The asset owners were asked about strategies, practices, real-world impacts, targets and frameworks. Approaches ranged from setting targets for entire portfolios to focusing on high emitters to achieve their own net-zero goals.
Some 48% of asset owners surveyed have between one-quarter and half of their assets under management invested in portfolios with climate-related instructions or objectives, up from 40% in 2022.
In North America, commitment to climate-related investment practices went the other way, with climate-related factor integration and positive screening falling to 25% and 45%, respectively, from 52% in 2022. North America-based respondents were the only ones confident that their decarbonization strategies are leading to an actual reduction in emissions, the report said.
Overall, climate-related targets and metrics used by asset owners remained the same as in 2022, particularly when it comes to emissions-reduction targets that are used by 49% of the asset owners surveyed.
While the majority of asset owners believe that using an established climate-related target-setting framework has a real impact on emissions levels, 34% disagreed and 43% see too much discretion in selecting climate-related targets.
For 55% of asset owners, climate-related factor integration contributes more to portfolio decarbonization than to real-world emissions reductions. And 51% agreed that financial institutions have a responsibility to help fund the decarbonization of high emitters.

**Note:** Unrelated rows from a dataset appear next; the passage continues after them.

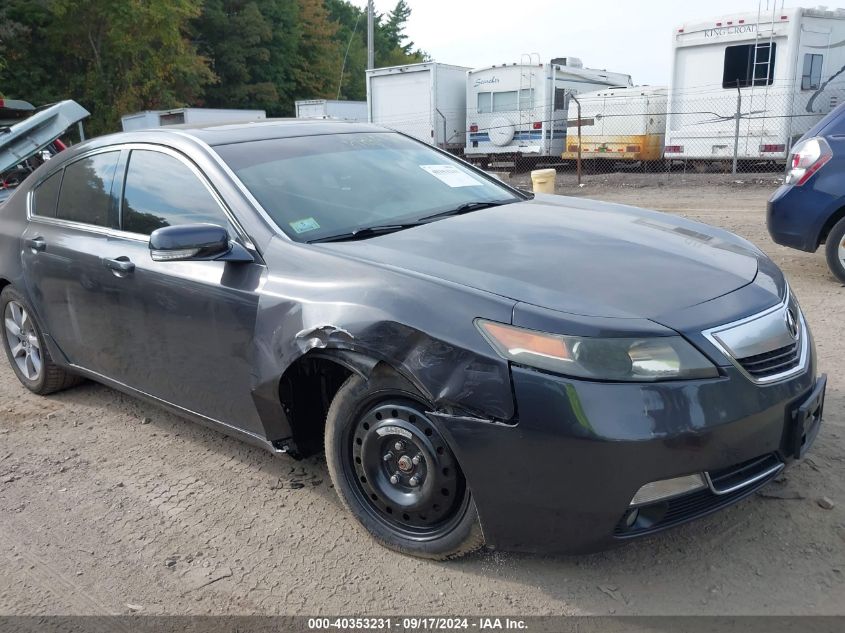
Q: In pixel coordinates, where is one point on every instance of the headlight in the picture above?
(622, 359)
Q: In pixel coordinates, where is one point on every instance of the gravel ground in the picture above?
(109, 505)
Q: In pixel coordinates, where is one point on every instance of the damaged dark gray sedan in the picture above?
(480, 365)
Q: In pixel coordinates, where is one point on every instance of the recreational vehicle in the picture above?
(520, 110)
(619, 124)
(329, 109)
(426, 101)
(750, 84)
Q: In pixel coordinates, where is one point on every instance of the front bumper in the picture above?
(561, 478)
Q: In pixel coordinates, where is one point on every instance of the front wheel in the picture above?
(23, 341)
(835, 250)
(396, 473)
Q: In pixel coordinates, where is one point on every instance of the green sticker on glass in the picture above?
(304, 225)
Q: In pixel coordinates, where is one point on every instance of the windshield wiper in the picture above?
(467, 207)
(365, 232)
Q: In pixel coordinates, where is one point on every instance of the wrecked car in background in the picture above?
(480, 365)
(29, 136)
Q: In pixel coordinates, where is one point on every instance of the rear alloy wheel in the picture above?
(24, 344)
(395, 471)
(835, 250)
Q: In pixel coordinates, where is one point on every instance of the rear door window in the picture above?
(162, 191)
(45, 196)
(86, 191)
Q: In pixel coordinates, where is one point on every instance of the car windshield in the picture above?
(319, 187)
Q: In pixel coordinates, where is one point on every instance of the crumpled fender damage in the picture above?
(421, 328)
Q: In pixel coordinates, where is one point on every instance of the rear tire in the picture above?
(394, 471)
(835, 250)
(23, 340)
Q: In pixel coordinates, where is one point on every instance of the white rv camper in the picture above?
(626, 124)
(520, 109)
(779, 70)
(331, 109)
(426, 101)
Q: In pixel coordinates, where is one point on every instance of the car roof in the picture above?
(243, 132)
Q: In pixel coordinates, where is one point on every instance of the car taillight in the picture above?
(806, 159)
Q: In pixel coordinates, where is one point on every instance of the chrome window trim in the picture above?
(239, 185)
(102, 230)
(803, 342)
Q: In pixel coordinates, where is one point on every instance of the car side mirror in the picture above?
(195, 242)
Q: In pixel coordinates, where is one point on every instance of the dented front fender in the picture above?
(319, 301)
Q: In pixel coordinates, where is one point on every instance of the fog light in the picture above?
(666, 488)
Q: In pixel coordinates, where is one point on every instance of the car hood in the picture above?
(573, 255)
(21, 140)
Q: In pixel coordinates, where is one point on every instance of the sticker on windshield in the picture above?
(452, 176)
(304, 225)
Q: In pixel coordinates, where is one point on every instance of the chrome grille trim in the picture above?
(760, 335)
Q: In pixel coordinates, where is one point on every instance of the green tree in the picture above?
(391, 45)
(112, 57)
(250, 44)
(318, 55)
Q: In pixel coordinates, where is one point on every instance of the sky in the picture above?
(628, 36)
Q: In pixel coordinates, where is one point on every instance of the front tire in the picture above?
(23, 340)
(395, 472)
(835, 250)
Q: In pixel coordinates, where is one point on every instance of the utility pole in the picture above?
(371, 51)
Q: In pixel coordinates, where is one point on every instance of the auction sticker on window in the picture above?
(452, 176)
(304, 225)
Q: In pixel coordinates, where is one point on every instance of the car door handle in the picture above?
(36, 243)
(119, 265)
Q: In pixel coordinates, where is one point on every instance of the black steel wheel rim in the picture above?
(404, 472)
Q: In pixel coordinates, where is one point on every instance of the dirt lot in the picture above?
(109, 505)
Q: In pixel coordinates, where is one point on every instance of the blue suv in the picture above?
(809, 209)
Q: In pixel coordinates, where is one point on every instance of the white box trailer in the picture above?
(158, 118)
(426, 101)
(331, 109)
(626, 124)
(521, 109)
(781, 70)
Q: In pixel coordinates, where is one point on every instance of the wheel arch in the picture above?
(310, 383)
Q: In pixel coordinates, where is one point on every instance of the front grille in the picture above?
(666, 514)
(772, 363)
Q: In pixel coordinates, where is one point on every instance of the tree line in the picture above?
(121, 56)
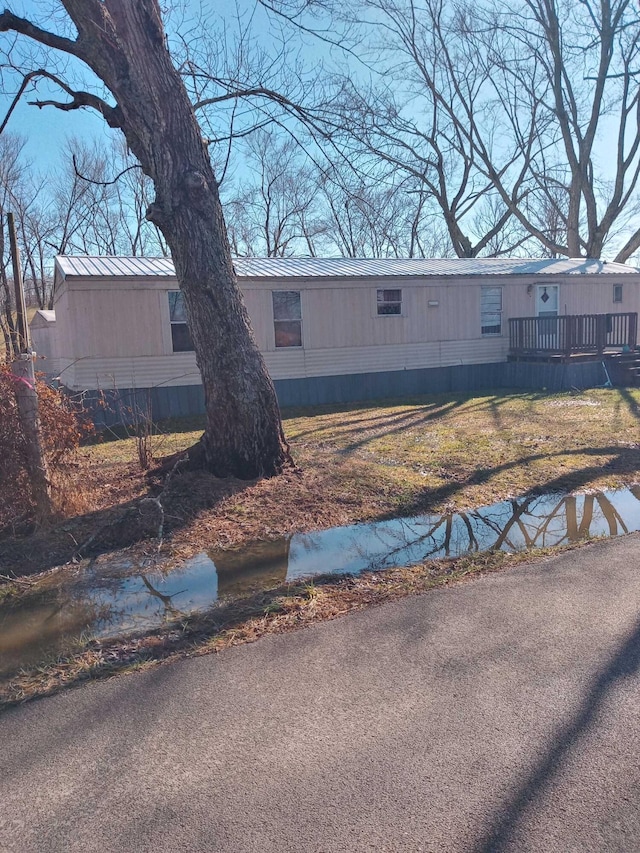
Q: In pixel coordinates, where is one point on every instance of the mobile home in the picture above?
(335, 330)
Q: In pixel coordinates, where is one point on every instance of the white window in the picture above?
(287, 318)
(491, 310)
(180, 335)
(389, 302)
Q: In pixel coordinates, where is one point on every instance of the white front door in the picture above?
(547, 305)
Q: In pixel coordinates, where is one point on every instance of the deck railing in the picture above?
(572, 333)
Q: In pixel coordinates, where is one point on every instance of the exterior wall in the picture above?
(188, 400)
(115, 333)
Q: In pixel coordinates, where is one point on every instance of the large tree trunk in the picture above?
(124, 43)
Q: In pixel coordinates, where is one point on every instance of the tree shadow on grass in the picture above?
(630, 400)
(625, 663)
(625, 460)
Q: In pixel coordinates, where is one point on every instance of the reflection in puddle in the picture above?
(114, 597)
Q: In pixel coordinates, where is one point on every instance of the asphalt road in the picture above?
(501, 714)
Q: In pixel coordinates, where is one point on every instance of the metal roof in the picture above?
(261, 268)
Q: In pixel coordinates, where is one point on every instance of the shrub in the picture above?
(63, 427)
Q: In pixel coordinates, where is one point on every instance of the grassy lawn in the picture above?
(429, 454)
(424, 454)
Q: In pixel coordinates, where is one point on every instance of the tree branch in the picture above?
(79, 99)
(102, 183)
(10, 22)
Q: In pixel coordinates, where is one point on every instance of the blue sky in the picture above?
(46, 130)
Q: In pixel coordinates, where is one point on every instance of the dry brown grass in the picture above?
(370, 461)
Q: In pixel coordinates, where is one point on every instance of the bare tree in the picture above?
(589, 104)
(125, 46)
(274, 212)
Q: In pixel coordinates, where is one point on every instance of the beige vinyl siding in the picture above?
(181, 369)
(116, 333)
(135, 372)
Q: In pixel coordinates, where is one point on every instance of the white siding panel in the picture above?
(299, 364)
(148, 372)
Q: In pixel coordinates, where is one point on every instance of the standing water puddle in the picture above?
(112, 597)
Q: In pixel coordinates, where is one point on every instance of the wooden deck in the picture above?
(571, 336)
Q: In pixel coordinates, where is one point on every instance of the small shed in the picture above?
(331, 329)
(43, 339)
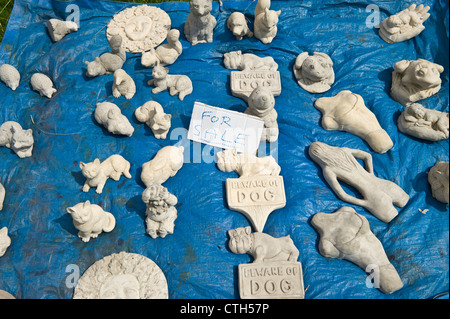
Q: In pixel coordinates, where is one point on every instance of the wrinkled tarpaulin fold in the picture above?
(196, 259)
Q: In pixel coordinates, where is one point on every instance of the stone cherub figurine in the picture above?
(424, 123)
(346, 234)
(161, 212)
(200, 24)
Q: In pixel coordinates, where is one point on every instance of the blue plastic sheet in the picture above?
(196, 259)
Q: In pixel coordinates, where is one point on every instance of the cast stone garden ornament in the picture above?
(314, 73)
(413, 81)
(405, 24)
(141, 27)
(339, 164)
(347, 112)
(122, 276)
(91, 220)
(97, 173)
(345, 234)
(10, 76)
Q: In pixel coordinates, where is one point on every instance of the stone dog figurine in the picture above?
(261, 246)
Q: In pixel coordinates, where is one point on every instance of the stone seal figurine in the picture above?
(91, 220)
(200, 23)
(161, 212)
(10, 76)
(405, 24)
(109, 115)
(237, 24)
(97, 173)
(14, 137)
(314, 73)
(413, 81)
(346, 234)
(152, 114)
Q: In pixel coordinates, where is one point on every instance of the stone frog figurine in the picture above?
(14, 137)
(346, 234)
(263, 247)
(10, 76)
(413, 81)
(97, 173)
(176, 84)
(200, 23)
(161, 212)
(246, 165)
(108, 62)
(266, 20)
(314, 73)
(152, 114)
(237, 24)
(165, 54)
(91, 220)
(235, 60)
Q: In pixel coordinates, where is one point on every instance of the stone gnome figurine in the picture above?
(346, 234)
(200, 24)
(161, 212)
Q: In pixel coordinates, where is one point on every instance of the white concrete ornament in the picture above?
(314, 73)
(14, 137)
(438, 178)
(346, 234)
(423, 123)
(10, 76)
(274, 273)
(97, 173)
(347, 112)
(91, 220)
(122, 276)
(110, 116)
(141, 27)
(413, 81)
(339, 164)
(58, 29)
(405, 24)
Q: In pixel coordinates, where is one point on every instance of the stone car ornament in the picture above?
(122, 276)
(347, 112)
(405, 24)
(274, 273)
(314, 73)
(339, 164)
(346, 234)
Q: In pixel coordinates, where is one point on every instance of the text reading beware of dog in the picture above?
(225, 129)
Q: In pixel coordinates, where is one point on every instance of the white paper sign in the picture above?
(225, 129)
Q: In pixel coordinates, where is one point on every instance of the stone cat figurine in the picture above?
(14, 137)
(90, 220)
(97, 173)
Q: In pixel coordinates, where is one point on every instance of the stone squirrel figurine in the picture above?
(13, 136)
(97, 173)
(10, 76)
(263, 247)
(91, 220)
(108, 62)
(109, 115)
(200, 24)
(152, 114)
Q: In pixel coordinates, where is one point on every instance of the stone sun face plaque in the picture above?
(142, 28)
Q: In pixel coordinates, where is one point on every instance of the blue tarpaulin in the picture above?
(196, 259)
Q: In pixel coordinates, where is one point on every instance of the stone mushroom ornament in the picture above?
(413, 81)
(314, 73)
(346, 234)
(58, 29)
(405, 24)
(10, 76)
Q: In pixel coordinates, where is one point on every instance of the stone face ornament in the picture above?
(122, 276)
(141, 27)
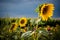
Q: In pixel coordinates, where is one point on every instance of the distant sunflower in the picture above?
(46, 11)
(13, 27)
(23, 22)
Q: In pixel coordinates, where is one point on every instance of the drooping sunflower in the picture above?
(13, 27)
(45, 11)
(23, 22)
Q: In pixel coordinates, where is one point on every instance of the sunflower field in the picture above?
(44, 27)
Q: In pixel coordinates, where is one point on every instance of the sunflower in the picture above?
(13, 27)
(45, 11)
(23, 22)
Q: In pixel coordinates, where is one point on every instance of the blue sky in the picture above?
(25, 8)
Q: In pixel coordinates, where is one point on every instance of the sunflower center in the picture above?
(45, 10)
(22, 21)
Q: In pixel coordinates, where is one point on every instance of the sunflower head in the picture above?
(45, 11)
(23, 22)
(13, 27)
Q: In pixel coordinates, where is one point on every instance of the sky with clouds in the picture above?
(25, 8)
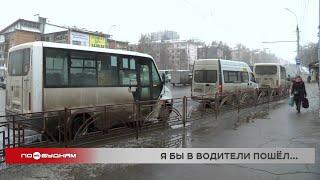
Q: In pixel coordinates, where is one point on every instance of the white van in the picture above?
(218, 75)
(271, 75)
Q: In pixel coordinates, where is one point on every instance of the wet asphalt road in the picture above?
(282, 127)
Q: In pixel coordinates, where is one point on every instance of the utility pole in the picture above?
(298, 50)
(298, 60)
(319, 57)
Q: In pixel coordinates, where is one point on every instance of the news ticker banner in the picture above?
(160, 155)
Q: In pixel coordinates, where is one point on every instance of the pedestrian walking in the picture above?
(298, 90)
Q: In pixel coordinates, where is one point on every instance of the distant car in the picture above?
(3, 85)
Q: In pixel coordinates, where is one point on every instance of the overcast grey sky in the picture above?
(233, 21)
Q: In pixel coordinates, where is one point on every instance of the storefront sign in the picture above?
(97, 41)
(79, 39)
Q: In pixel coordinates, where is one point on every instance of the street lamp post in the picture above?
(298, 41)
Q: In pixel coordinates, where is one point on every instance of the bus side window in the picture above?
(127, 71)
(107, 70)
(56, 68)
(252, 78)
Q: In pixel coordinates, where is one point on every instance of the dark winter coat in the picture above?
(298, 90)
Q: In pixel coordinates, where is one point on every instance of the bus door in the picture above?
(19, 88)
(144, 77)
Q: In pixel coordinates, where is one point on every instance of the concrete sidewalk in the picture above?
(282, 127)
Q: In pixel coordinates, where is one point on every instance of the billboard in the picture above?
(77, 38)
(97, 41)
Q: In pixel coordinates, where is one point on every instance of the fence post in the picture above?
(269, 96)
(105, 128)
(184, 104)
(238, 104)
(65, 139)
(256, 96)
(137, 112)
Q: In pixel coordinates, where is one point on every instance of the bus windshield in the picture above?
(205, 76)
(268, 70)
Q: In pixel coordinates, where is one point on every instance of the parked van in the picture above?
(271, 75)
(218, 75)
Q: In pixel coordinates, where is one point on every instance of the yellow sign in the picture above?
(97, 41)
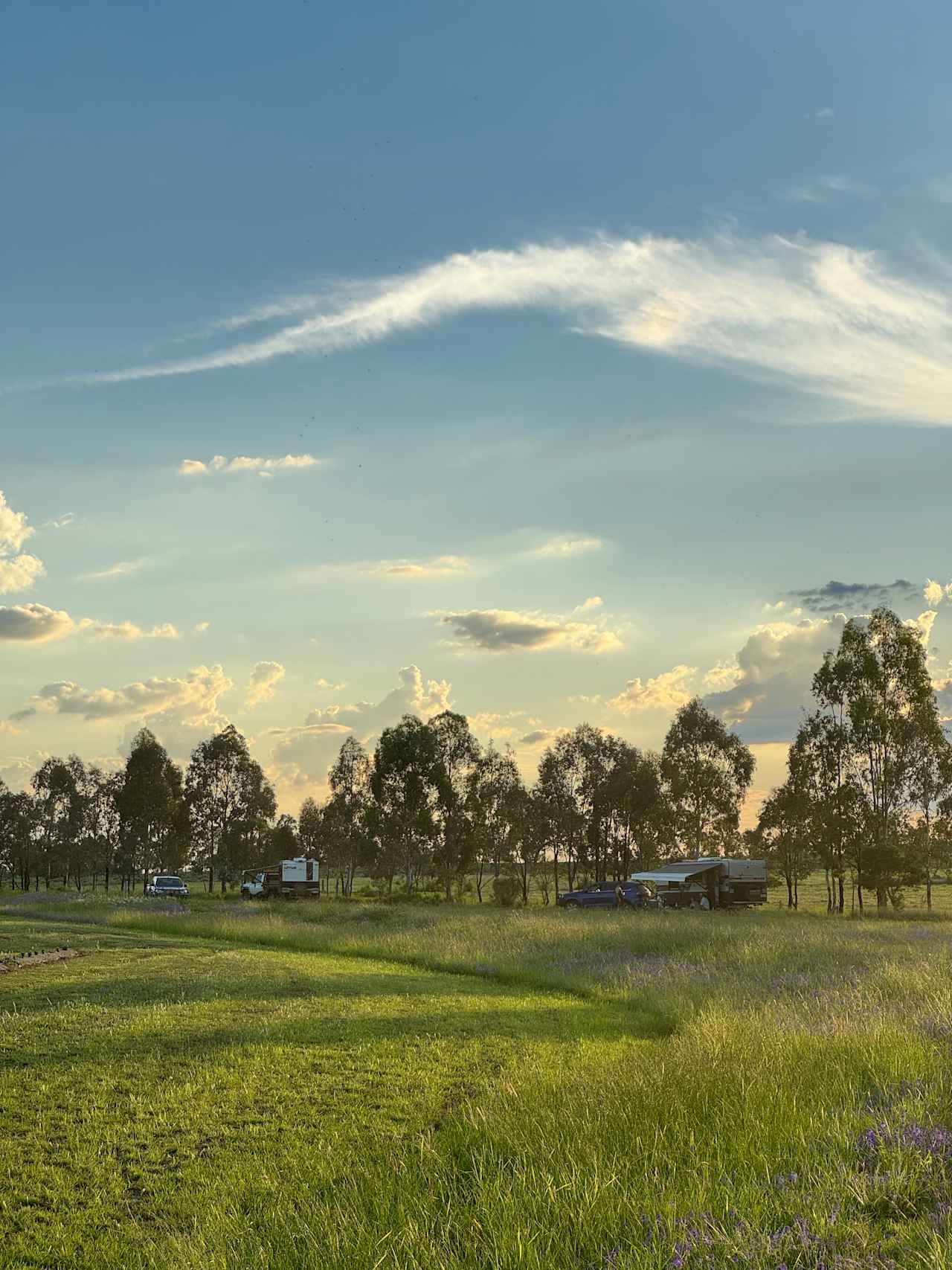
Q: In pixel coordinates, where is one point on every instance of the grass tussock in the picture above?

While only 40% of their funds currently own or manage transition finance investments, 35% expect to make to do so within the next 12 months, and 60% of consultants said they advise clients to make them, even where this could increase portfolio carbon intensity.
"The energy transition is undoubtedly the biggest systemic shift of this generation," said Nazmeera Moola, chief sustainability officer at Ninety One, in an emailed comment about the research.
"The universe of investment opportunities has exploded to build the foundations of a new era and support the development of market leading innovations. Transition finance is being clearly recognized for its real-world credentials over and above meeting portfolio decarbonization targets," Moola said, but she cautioned that investors need to capture the full picture of their portfolio's emissions to measure climate impact.